Il generale Oresta tiene un discorso ai suoi uomini: “Prima il benessere, poi il servizio”, rimosso dopo 72 ore
Il generale della Scuola Allievi Marescialli di Firenze ha parlato ai suoi uomini del valore della salute personale. Tre giorni dopo è stato sollevato dall’incarico.
Le parole ai neo marescialli e la rimozione dopo 72 ore
Il generale Pietro Oresta, fino a pochi giorni fa comandante della Scuola Allievi Marescialli e Brigadieri dei Carabinieri di Firenze, è stato rimosso dall’incarico a distanza di sole 72 ore da un discorso pronunciato durante la cerimonia di congedo del 12° corso. Davanti agli allievi e alle loro famiglie, Oresta ha esortato i giovani sottufficiali a prendersi cura prima della propria salute, fisica e mentale, rispetto al servizio. “Dovete curare prima voi stessi. Attenti alla salute, poi al servizio”, ha detto.
Nel suo intervento, il generale ha sottolineato che “la vita e la famiglia sovrastano a ogni costo qualunque procedura o indicazioni”, allontanandosi da una retorica tradizionale improntata solo al sacrificio. “Batman, Robin, Rambo, non ce ne frega niente”, ha aggiunto, ribadendo che un militare deve prima preoccuparsi di costruirsi una quotidianità sana. Il discorso ha avuto ampia diffusione, suscitando consensi tra appartenenti alle forze dell’ordine ma, secondo quanto riportato, anche malumori nei vertici dell’Arma. Non è stata fornita alcuna comunicazione ufficiale sulle ragioni della rimozione, né è stato nominato un successore.
Le reazioni del sindacato e il silenzio dell’Arma
Il sindacato Unarma ha criticato duramente il provvedimento, definendolo una reazione sproporzionata: “Una frase talmente scandalosa che, a quanto pare, è bastata per determinare il suo esautoramento”, ha dichiarato il segretario Antonio Nicolosi. Secondo Unarma, le parole del generale rappresentano una visione più umana della professione militare, in un contesto in cui problemi come burnout, stress e suicidi non possono essere ignorati.

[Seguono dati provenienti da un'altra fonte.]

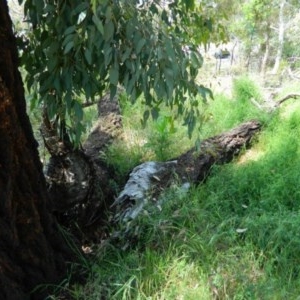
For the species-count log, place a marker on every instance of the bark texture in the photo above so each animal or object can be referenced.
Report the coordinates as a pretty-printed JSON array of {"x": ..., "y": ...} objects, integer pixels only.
[
  {"x": 149, "y": 179},
  {"x": 30, "y": 246}
]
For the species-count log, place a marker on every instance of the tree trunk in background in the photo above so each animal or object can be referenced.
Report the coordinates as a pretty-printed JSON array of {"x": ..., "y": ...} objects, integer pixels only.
[
  {"x": 265, "y": 59},
  {"x": 30, "y": 246},
  {"x": 281, "y": 29}
]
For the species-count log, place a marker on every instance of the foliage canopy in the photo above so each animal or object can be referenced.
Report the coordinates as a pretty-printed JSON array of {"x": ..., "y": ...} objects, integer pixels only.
[{"x": 87, "y": 47}]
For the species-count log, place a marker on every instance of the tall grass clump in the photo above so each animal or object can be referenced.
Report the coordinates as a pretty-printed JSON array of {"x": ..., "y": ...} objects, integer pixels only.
[
  {"x": 234, "y": 237},
  {"x": 224, "y": 113}
]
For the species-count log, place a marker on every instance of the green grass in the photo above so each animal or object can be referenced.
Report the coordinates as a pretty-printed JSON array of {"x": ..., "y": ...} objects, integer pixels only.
[{"x": 234, "y": 237}]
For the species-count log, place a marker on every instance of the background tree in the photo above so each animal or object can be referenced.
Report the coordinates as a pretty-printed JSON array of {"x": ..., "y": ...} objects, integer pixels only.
[
  {"x": 96, "y": 46},
  {"x": 146, "y": 47}
]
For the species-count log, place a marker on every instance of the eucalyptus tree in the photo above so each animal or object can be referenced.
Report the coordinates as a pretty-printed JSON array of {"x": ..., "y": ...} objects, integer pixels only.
[{"x": 78, "y": 49}]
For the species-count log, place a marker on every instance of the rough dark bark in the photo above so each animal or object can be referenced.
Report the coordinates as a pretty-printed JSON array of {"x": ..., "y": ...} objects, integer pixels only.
[
  {"x": 78, "y": 181},
  {"x": 194, "y": 165},
  {"x": 30, "y": 246}
]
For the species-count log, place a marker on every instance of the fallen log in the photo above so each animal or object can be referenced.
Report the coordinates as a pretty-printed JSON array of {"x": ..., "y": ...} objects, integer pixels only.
[{"x": 149, "y": 179}]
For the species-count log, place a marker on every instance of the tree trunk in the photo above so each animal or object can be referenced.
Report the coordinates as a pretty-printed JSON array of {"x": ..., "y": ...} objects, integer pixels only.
[
  {"x": 281, "y": 30},
  {"x": 30, "y": 246}
]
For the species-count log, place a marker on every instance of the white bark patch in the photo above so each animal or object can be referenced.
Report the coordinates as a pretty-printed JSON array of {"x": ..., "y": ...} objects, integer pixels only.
[{"x": 142, "y": 180}]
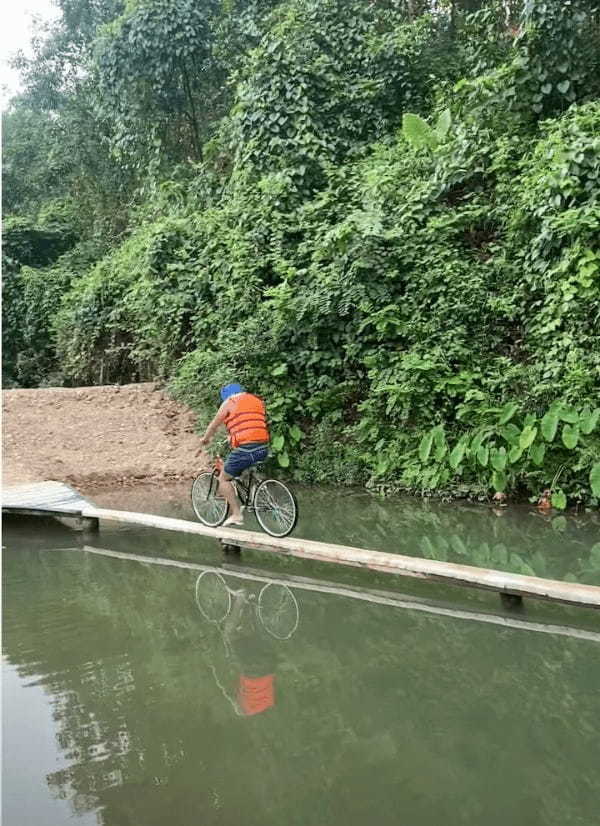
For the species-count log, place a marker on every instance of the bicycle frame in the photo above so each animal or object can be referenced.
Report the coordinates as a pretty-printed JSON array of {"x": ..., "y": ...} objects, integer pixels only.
[{"x": 244, "y": 492}]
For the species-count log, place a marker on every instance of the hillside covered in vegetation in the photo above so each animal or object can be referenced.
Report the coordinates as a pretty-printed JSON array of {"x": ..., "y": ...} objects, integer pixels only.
[{"x": 382, "y": 216}]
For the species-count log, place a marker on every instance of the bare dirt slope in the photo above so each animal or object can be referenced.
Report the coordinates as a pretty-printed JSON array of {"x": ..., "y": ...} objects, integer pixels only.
[{"x": 97, "y": 435}]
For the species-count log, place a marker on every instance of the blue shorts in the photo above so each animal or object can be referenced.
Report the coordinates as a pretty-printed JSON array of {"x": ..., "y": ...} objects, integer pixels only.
[{"x": 242, "y": 457}]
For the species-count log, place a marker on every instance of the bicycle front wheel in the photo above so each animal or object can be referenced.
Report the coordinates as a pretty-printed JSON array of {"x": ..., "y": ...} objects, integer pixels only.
[
  {"x": 275, "y": 507},
  {"x": 209, "y": 506}
]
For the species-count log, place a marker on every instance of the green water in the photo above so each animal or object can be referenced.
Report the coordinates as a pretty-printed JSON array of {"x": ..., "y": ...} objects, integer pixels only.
[{"x": 138, "y": 694}]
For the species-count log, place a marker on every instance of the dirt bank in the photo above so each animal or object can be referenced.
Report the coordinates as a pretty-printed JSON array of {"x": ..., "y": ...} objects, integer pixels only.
[{"x": 91, "y": 436}]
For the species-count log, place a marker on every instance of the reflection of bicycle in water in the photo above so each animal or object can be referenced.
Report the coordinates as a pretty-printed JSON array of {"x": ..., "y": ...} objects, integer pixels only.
[
  {"x": 237, "y": 616},
  {"x": 276, "y": 607},
  {"x": 273, "y": 503}
]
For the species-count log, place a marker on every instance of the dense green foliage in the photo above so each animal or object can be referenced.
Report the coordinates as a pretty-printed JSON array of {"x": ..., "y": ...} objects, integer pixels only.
[{"x": 386, "y": 220}]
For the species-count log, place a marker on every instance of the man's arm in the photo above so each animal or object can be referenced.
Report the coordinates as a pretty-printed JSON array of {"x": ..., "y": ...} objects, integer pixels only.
[{"x": 214, "y": 425}]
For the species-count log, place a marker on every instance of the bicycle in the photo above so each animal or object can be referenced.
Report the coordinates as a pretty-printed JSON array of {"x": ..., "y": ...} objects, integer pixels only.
[{"x": 272, "y": 502}]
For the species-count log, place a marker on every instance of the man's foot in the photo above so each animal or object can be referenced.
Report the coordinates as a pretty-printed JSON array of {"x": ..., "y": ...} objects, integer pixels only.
[{"x": 233, "y": 520}]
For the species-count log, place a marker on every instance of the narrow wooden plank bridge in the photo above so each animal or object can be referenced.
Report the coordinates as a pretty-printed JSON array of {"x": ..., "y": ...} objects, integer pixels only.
[{"x": 56, "y": 499}]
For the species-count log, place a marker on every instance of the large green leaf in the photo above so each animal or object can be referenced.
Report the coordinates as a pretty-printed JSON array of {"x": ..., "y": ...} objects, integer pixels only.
[
  {"x": 295, "y": 433},
  {"x": 418, "y": 132},
  {"x": 595, "y": 479},
  {"x": 570, "y": 436},
  {"x": 483, "y": 455},
  {"x": 443, "y": 124},
  {"x": 588, "y": 420},
  {"x": 425, "y": 446},
  {"x": 549, "y": 425},
  {"x": 568, "y": 414},
  {"x": 515, "y": 454},
  {"x": 527, "y": 437},
  {"x": 277, "y": 443},
  {"x": 510, "y": 433},
  {"x": 507, "y": 412},
  {"x": 498, "y": 458},
  {"x": 457, "y": 455},
  {"x": 537, "y": 453},
  {"x": 499, "y": 481}
]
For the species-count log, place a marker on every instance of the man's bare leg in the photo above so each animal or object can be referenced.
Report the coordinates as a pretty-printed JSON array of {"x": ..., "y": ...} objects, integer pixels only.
[{"x": 227, "y": 491}]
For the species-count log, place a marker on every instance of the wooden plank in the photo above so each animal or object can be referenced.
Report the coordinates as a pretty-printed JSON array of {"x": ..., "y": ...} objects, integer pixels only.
[
  {"x": 50, "y": 498},
  {"x": 388, "y": 598},
  {"x": 446, "y": 572}
]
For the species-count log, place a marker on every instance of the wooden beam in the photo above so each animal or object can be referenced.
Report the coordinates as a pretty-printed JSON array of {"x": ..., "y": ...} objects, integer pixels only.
[{"x": 447, "y": 572}]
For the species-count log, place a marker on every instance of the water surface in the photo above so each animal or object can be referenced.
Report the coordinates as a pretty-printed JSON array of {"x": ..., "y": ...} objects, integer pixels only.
[{"x": 142, "y": 694}]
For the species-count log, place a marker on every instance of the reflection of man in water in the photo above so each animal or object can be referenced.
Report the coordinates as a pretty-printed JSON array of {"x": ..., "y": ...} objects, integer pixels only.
[{"x": 250, "y": 650}]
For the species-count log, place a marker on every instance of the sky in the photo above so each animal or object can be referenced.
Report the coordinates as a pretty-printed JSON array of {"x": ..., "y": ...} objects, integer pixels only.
[{"x": 15, "y": 34}]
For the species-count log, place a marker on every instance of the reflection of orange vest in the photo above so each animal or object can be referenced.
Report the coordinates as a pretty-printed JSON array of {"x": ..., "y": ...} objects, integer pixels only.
[
  {"x": 246, "y": 420},
  {"x": 256, "y": 694}
]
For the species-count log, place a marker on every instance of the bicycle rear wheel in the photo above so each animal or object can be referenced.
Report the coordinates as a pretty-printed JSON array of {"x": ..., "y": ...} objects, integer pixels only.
[
  {"x": 209, "y": 506},
  {"x": 275, "y": 507}
]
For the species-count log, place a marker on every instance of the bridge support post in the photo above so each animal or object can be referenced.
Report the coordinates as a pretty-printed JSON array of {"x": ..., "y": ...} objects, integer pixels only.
[
  {"x": 86, "y": 524},
  {"x": 512, "y": 601}
]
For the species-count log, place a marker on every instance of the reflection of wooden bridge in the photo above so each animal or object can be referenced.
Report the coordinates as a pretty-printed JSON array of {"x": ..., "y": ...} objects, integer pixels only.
[{"x": 56, "y": 499}]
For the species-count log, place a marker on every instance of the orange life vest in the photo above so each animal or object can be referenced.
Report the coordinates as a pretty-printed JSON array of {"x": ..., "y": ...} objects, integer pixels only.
[{"x": 246, "y": 420}]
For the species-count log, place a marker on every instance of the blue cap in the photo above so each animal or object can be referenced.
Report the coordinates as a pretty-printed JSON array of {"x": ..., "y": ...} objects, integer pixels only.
[{"x": 230, "y": 390}]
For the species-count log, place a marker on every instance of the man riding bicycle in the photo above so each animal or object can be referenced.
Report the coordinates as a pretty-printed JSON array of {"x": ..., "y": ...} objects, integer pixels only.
[{"x": 244, "y": 415}]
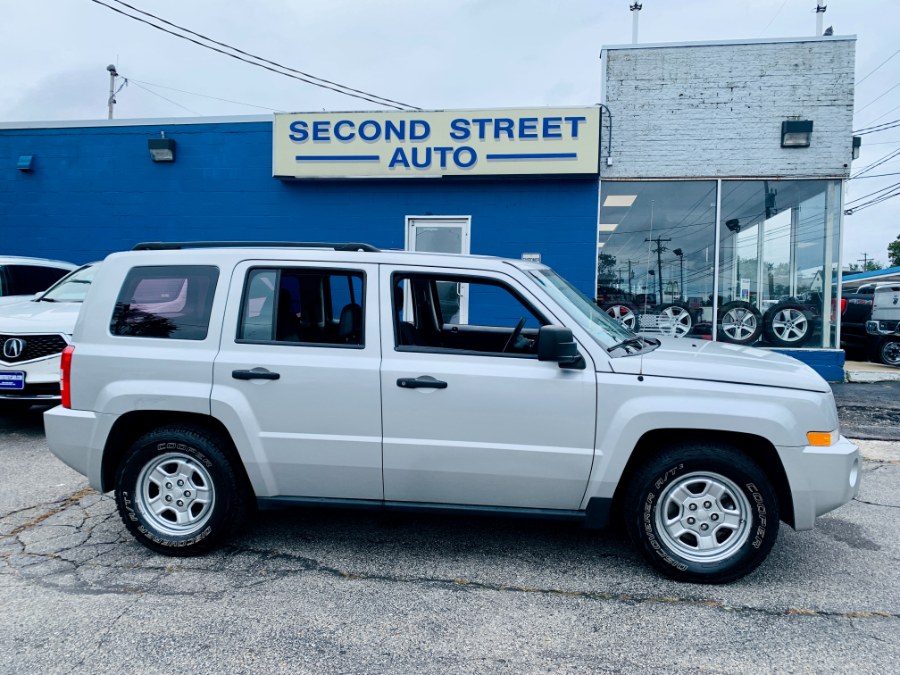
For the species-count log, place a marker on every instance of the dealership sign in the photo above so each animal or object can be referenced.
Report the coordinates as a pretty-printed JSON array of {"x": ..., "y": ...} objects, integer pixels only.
[{"x": 533, "y": 141}]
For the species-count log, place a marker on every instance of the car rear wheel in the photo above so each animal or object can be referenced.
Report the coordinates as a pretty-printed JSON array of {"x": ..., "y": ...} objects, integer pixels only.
[
  {"x": 178, "y": 492},
  {"x": 702, "y": 513},
  {"x": 889, "y": 351}
]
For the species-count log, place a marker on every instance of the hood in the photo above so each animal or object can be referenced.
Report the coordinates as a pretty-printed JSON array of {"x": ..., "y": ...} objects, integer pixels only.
[
  {"x": 39, "y": 317},
  {"x": 692, "y": 359}
]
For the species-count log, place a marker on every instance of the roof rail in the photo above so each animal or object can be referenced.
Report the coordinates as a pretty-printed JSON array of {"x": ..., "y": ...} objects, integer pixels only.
[{"x": 175, "y": 245}]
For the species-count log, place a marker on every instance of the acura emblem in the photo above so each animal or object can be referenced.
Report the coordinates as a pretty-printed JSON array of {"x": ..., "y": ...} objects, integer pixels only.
[{"x": 13, "y": 348}]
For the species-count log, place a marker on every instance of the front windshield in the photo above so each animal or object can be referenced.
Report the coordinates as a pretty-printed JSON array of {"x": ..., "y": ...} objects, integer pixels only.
[
  {"x": 71, "y": 288},
  {"x": 604, "y": 329}
]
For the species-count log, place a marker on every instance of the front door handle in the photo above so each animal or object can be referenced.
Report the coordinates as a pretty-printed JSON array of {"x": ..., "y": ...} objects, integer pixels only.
[
  {"x": 422, "y": 382},
  {"x": 255, "y": 374}
]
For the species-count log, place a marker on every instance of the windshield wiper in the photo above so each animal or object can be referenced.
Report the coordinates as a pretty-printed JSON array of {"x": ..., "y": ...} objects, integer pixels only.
[{"x": 636, "y": 340}]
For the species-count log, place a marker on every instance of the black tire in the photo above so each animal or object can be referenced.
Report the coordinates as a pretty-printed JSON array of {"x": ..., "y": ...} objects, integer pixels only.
[
  {"x": 740, "y": 323},
  {"x": 888, "y": 351},
  {"x": 788, "y": 324},
  {"x": 741, "y": 522},
  {"x": 623, "y": 312},
  {"x": 677, "y": 318},
  {"x": 211, "y": 497}
]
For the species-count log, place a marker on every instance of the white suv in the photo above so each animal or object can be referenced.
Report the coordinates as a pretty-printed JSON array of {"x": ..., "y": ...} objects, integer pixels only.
[
  {"x": 203, "y": 378},
  {"x": 33, "y": 333}
]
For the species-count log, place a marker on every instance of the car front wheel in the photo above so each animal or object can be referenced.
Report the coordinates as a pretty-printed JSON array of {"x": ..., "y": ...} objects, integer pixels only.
[
  {"x": 177, "y": 491},
  {"x": 702, "y": 513}
]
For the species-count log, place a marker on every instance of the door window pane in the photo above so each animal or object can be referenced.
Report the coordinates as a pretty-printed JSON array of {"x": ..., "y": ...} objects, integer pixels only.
[
  {"x": 305, "y": 306},
  {"x": 422, "y": 319}
]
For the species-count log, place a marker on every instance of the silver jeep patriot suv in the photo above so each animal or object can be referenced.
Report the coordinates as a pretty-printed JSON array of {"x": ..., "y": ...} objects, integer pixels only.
[{"x": 204, "y": 377}]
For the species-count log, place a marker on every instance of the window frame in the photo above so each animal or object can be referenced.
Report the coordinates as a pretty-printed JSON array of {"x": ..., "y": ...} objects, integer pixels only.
[
  {"x": 214, "y": 273},
  {"x": 397, "y": 276},
  {"x": 348, "y": 272}
]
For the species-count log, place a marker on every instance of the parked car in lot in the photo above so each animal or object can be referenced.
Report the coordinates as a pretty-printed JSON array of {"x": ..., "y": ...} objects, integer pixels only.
[
  {"x": 33, "y": 334},
  {"x": 27, "y": 276},
  {"x": 884, "y": 325},
  {"x": 856, "y": 310},
  {"x": 201, "y": 378}
]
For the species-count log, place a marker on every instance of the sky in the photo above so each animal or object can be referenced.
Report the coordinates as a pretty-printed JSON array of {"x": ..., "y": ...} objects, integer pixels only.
[{"x": 430, "y": 54}]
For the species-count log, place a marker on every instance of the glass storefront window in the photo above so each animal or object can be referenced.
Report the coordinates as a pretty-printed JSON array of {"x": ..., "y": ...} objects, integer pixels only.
[
  {"x": 778, "y": 257},
  {"x": 656, "y": 255}
]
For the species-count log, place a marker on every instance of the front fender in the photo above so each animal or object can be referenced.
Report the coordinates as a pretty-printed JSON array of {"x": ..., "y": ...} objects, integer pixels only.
[{"x": 629, "y": 408}]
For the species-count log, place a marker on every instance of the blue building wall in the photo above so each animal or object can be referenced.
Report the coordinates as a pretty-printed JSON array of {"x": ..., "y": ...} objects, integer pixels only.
[{"x": 95, "y": 190}]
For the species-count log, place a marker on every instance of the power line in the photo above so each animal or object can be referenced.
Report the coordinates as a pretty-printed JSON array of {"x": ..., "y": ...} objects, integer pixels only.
[
  {"x": 876, "y": 163},
  {"x": 216, "y": 98},
  {"x": 194, "y": 112},
  {"x": 260, "y": 62},
  {"x": 859, "y": 82},
  {"x": 878, "y": 127},
  {"x": 878, "y": 98}
]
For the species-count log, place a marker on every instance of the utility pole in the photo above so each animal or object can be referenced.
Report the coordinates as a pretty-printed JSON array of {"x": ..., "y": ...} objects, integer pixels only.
[
  {"x": 112, "y": 87},
  {"x": 820, "y": 15},
  {"x": 659, "y": 251},
  {"x": 635, "y": 13}
]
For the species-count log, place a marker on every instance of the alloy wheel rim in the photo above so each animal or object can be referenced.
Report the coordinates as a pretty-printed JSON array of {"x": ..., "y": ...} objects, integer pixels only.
[
  {"x": 624, "y": 315},
  {"x": 677, "y": 321},
  {"x": 176, "y": 494},
  {"x": 739, "y": 323},
  {"x": 790, "y": 325},
  {"x": 703, "y": 517}
]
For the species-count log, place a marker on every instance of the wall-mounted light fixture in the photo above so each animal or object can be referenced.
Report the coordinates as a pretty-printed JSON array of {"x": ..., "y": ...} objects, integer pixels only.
[
  {"x": 162, "y": 149},
  {"x": 796, "y": 133}
]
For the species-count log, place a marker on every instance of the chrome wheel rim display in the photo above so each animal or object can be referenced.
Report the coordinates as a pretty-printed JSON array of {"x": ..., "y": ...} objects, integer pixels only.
[
  {"x": 624, "y": 315},
  {"x": 675, "y": 321},
  {"x": 703, "y": 517},
  {"x": 175, "y": 493},
  {"x": 739, "y": 323},
  {"x": 790, "y": 325}
]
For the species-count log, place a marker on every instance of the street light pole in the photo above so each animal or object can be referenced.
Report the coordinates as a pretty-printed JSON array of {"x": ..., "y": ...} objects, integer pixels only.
[{"x": 112, "y": 88}]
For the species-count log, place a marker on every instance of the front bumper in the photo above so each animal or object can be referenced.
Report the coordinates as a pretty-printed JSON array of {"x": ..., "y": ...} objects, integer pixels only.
[
  {"x": 821, "y": 479},
  {"x": 41, "y": 380}
]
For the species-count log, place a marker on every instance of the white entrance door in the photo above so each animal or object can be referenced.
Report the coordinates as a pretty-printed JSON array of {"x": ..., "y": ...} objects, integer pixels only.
[{"x": 443, "y": 234}]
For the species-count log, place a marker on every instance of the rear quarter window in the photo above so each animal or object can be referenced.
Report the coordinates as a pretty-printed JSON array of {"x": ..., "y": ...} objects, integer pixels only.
[{"x": 172, "y": 301}]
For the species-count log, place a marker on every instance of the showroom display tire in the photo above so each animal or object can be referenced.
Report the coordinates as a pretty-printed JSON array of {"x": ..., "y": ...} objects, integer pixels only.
[
  {"x": 678, "y": 484},
  {"x": 748, "y": 327},
  {"x": 888, "y": 351},
  {"x": 623, "y": 312},
  {"x": 211, "y": 499},
  {"x": 788, "y": 324},
  {"x": 680, "y": 313}
]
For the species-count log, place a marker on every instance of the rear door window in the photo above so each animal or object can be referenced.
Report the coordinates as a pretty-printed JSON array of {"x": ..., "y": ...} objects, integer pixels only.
[{"x": 166, "y": 302}]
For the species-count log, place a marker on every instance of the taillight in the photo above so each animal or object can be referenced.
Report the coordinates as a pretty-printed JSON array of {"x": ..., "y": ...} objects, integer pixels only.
[{"x": 65, "y": 373}]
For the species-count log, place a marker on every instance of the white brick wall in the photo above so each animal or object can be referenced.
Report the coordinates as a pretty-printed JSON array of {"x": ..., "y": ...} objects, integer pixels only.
[{"x": 715, "y": 110}]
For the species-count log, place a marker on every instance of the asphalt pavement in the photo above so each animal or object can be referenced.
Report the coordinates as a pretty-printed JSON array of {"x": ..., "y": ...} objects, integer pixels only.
[{"x": 311, "y": 591}]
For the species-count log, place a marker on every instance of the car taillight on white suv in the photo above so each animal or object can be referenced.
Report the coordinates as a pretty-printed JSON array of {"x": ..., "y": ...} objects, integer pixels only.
[{"x": 65, "y": 371}]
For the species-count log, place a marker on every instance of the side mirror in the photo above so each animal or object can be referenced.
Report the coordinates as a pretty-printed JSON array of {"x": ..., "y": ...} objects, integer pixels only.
[{"x": 555, "y": 343}]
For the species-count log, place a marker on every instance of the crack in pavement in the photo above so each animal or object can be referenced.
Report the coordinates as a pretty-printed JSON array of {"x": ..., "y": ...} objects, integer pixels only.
[{"x": 83, "y": 554}]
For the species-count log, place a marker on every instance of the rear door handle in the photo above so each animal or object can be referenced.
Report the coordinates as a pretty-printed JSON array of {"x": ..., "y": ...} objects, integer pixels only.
[
  {"x": 255, "y": 374},
  {"x": 422, "y": 382}
]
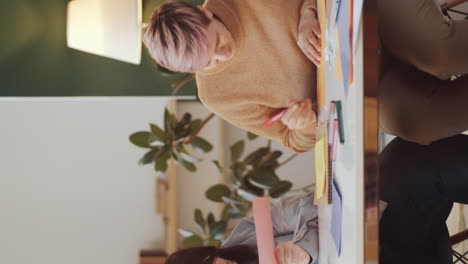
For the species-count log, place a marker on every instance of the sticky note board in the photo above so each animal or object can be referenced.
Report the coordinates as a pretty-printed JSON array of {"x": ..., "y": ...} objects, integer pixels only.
[
  {"x": 336, "y": 217},
  {"x": 344, "y": 33},
  {"x": 264, "y": 230},
  {"x": 322, "y": 70},
  {"x": 321, "y": 166}
]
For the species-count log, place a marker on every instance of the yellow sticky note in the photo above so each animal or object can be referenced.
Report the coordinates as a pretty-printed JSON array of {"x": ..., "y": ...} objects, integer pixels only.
[
  {"x": 321, "y": 160},
  {"x": 338, "y": 72}
]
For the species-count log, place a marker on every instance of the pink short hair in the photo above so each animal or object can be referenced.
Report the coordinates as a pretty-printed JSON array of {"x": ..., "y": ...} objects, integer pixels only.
[{"x": 176, "y": 37}]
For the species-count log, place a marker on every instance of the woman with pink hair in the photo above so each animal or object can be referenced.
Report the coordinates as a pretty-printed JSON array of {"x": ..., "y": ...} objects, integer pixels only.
[
  {"x": 255, "y": 58},
  {"x": 251, "y": 58}
]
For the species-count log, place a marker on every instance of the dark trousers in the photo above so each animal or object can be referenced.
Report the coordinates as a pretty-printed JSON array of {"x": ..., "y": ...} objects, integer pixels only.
[{"x": 420, "y": 185}]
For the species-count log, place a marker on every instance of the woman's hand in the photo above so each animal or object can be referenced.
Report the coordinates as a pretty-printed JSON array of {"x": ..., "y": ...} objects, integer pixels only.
[
  {"x": 290, "y": 253},
  {"x": 308, "y": 36},
  {"x": 300, "y": 115}
]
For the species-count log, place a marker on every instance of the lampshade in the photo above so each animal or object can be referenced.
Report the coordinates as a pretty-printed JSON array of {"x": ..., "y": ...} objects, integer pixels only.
[{"x": 110, "y": 28}]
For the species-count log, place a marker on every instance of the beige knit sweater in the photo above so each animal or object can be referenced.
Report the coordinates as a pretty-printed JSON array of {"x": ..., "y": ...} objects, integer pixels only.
[{"x": 268, "y": 72}]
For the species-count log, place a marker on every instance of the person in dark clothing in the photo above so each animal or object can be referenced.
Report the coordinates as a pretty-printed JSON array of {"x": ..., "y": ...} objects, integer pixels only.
[{"x": 420, "y": 185}]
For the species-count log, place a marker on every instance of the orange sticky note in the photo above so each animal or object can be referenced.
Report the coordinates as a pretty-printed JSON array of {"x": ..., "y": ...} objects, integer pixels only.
[
  {"x": 321, "y": 161},
  {"x": 264, "y": 230}
]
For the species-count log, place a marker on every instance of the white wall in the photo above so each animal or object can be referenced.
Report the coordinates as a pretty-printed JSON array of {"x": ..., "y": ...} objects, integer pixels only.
[
  {"x": 70, "y": 187},
  {"x": 300, "y": 171}
]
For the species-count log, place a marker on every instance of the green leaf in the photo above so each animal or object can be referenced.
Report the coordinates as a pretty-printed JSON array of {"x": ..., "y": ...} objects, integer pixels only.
[
  {"x": 192, "y": 241},
  {"x": 230, "y": 212},
  {"x": 148, "y": 157},
  {"x": 236, "y": 150},
  {"x": 140, "y": 139},
  {"x": 213, "y": 242},
  {"x": 165, "y": 71},
  {"x": 240, "y": 209},
  {"x": 254, "y": 157},
  {"x": 201, "y": 145},
  {"x": 231, "y": 200},
  {"x": 238, "y": 169},
  {"x": 281, "y": 188},
  {"x": 251, "y": 136},
  {"x": 264, "y": 178},
  {"x": 185, "y": 233},
  {"x": 246, "y": 185},
  {"x": 194, "y": 125},
  {"x": 161, "y": 161},
  {"x": 217, "y": 165},
  {"x": 186, "y": 118},
  {"x": 271, "y": 159},
  {"x": 183, "y": 154},
  {"x": 249, "y": 196},
  {"x": 216, "y": 192},
  {"x": 157, "y": 132},
  {"x": 199, "y": 220},
  {"x": 169, "y": 123},
  {"x": 210, "y": 220},
  {"x": 218, "y": 229},
  {"x": 188, "y": 165}
]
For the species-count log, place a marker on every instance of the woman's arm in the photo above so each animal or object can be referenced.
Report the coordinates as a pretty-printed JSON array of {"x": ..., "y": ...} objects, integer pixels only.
[
  {"x": 308, "y": 37},
  {"x": 250, "y": 117}
]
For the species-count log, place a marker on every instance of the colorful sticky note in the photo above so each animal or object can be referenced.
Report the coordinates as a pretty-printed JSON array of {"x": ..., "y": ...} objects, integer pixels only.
[
  {"x": 264, "y": 230},
  {"x": 322, "y": 70},
  {"x": 321, "y": 165},
  {"x": 344, "y": 32}
]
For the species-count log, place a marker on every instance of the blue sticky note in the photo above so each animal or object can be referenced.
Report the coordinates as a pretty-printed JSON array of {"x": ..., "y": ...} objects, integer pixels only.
[
  {"x": 336, "y": 217},
  {"x": 344, "y": 36}
]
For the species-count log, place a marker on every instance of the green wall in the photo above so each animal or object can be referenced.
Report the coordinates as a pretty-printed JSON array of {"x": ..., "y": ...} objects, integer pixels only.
[{"x": 35, "y": 61}]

Il senatore del Partito Democratico Filippo Sensi ha espresso dubbi sulla vicenda: “Non riesco a credere, spero non sia vero che il generale Oresta sarebbe stato rimosso per avere esortato gli allievi carabinieri a curare la salute mentale prima del servizio”.
Durante una cerimonia a Padova, il Comandante Generale Salvatore Luongo ha ribadito l’importanza della disciplina come fondamento dell’organizzazione militare. “Essa non è mera osservanza di regole, ma consapevole condivisione di un ideale superiore”, ha affermato, in una dichiarazione che alcuni osservatori hanno collegato indirettamente all’episodio di Firenze.